Kai had seen many shades of the Lawless City: the neon rot of the streets, the pits full of junkies gnawing on the bones of their own kind, the skyscrapers that glowed like infected teeth in a diseased mouth.
But this? This was new.
He and Renn had walked into another world beneath the city. Schools, hospitals, patrols. Children carrying books instead of knives. Old men selling bread baked in makeshift ovens. It was order hiding under madness.
"Funny," Kai muttered, watching a line of kids file into a reinforced concrete schoolhouse. "The only rules in the Lawless City live under its feet."
Renn smirked. "That's Russians for you. Wolves with discipline."
---
Their HQ was a slab of a building reinforced with sandbags, steel, and old propaganda posters plastered to the walls. Inside, the air smelled like gunpowder and vodka, the kind of mix that seeps into the walls and never leaves.
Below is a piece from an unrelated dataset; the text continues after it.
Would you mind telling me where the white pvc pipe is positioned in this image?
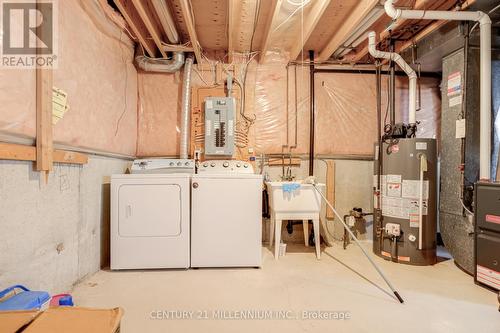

Five people waited in the meeting room:
Colonel Yelena Vostrikov, the leader. A broad-shouldered woman with blonde hair streaked with white, pulled into a severe bun. Her left cheek was ruined by a burn scar that dragged her face into a permanent half-snarl, but her gaze was steady, almost regal. She sat in a decorated officer's coat, medals dulled but heavy with weight. Cigarette smoke curled lazily from her fingers.
At her side stood her second-in-command, lean and sharp-eyed, hands resting on the butt of a pistol he didn't need to touch to make threatening.
At her feet sat a child soldier, maybe twelve, in patched fatigues, polishing a knife with obsessive care. Yelena stroked his hair absently, like he was both son and weapon.
A translator in a threadbare suit shifted nervously, already sweating.
In the corner lurked the seer, thin as a shadow, her eyes cloudy and skin crawling as if something beneath it tried to get out.
Velnix rippled uneasily behind Kai, mist coiling at his shoulders.
---
Yelena spoke in Russian, her voice smooth but carrying the steel weight of command. The translator straightened, then repeated:
"Ahh, the infamous Stray. I must say, you leave everything you touch better than you found it. I respect that."
Kai raised a brow. "Not everyone would call the Red Circle's crater an improvement."
Yelena's scarred lips twitched upward, a parody of a smile. She spoke again, voice rolling like artillery thunder.
The translator swallowed. "She says: 'My seer has something to tell you. But first, you must know—we support your… hobby in the Old Realm. We not only support it. We encourage it.'"
She flicked ash into a tin tray. "Now. The seer."
---
The veiled woman rose, her voice jagged but clear in broken English.
"This is Old Realm Rift Seed." She held up a cracked clay sphere, faint blue veins glowing through it like frozen lightning. The thing pulsed softly in her hands.
"It opens… unstable rift. First—chaos. People scattered. But after one year… seed grows. Rift stabilize. Becomes permanent. Connects here… and Old Realm. Resonants evolve. Stronger."
Kai's stomach dropped. "You're giving that to me?"
The seer's milky eyes flickered. "Yes. Because Concord will take it. They start mission. In that mission… you build something. Cannot see what. Future hidden. But it ties Old Realm to Lawless City. Without—surface rots. With it—stability."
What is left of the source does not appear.